Another context in which this phenomenon is observed is that of social assistance, and it is present in two ways:
1) Recipients don’t use social program resources where they are supposed to (after Hurricane Katrina hit the US in 2005, people who fled the Gulf Coast used government aid money on tattoos , bags, and even luxury items), and / or
2) the beneficiaries lose positive incentives (it has been documented that, in some cases, where some income is received, if it does not have some measurements or results, the interest is lost because the income is assured).
Although economists do not agree with the formal definition of moral hazard, all these examples reveal that its existence is undeniable: there are people who actually assume moral hazard attitudes.

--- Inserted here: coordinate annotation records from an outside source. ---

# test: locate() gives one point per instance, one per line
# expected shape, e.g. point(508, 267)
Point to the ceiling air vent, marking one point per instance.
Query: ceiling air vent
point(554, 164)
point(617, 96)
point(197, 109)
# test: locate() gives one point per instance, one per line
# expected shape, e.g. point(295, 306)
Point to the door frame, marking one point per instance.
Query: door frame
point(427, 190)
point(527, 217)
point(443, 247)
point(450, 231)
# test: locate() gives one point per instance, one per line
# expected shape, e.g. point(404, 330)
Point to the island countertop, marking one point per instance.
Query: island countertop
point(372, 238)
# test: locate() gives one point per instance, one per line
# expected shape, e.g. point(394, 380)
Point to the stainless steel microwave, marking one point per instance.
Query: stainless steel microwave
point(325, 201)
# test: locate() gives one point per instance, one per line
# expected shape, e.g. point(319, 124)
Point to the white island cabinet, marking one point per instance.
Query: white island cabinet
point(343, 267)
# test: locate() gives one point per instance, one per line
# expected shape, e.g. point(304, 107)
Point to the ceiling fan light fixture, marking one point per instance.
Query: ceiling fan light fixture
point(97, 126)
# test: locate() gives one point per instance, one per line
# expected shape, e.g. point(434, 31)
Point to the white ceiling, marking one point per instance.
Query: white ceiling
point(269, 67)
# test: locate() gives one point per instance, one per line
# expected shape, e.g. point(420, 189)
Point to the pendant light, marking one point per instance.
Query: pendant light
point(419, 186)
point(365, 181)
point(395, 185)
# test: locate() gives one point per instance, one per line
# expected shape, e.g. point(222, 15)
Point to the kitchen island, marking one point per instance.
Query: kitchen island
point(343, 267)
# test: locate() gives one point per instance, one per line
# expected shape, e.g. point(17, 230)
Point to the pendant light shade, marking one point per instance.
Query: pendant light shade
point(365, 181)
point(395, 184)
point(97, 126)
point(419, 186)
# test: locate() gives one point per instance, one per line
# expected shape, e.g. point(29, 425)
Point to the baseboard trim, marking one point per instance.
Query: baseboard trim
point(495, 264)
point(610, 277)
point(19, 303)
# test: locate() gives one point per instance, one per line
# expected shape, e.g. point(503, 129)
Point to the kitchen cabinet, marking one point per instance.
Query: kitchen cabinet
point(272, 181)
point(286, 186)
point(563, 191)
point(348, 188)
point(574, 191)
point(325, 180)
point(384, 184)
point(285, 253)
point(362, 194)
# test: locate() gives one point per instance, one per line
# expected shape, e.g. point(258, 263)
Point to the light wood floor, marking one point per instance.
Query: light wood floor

However, it should be clarified that it is not all of the cases. This is a problem because the existence of the smallest proportion of people who assume an attitude of moral risk raises questions about which ones are really needed.
One of the arguments of those who are against subsidies is that they generate perverse incentives, for example, subsidizing the mortgages of those who cannot pay it, will make those who can pretend that they cannot do so and thus receive the benefit. Or as we saw in the US, where the unemployment benefit and the pandemic generated a delay in the increase of jobs.
Thus, moral hazard is usually used to explain why social security should be less objective, and suggests that the responsibility lies with individuals. Although the truth is that much less has been said about the moral hazard that is generated in employers by providing workers compensation that is too low.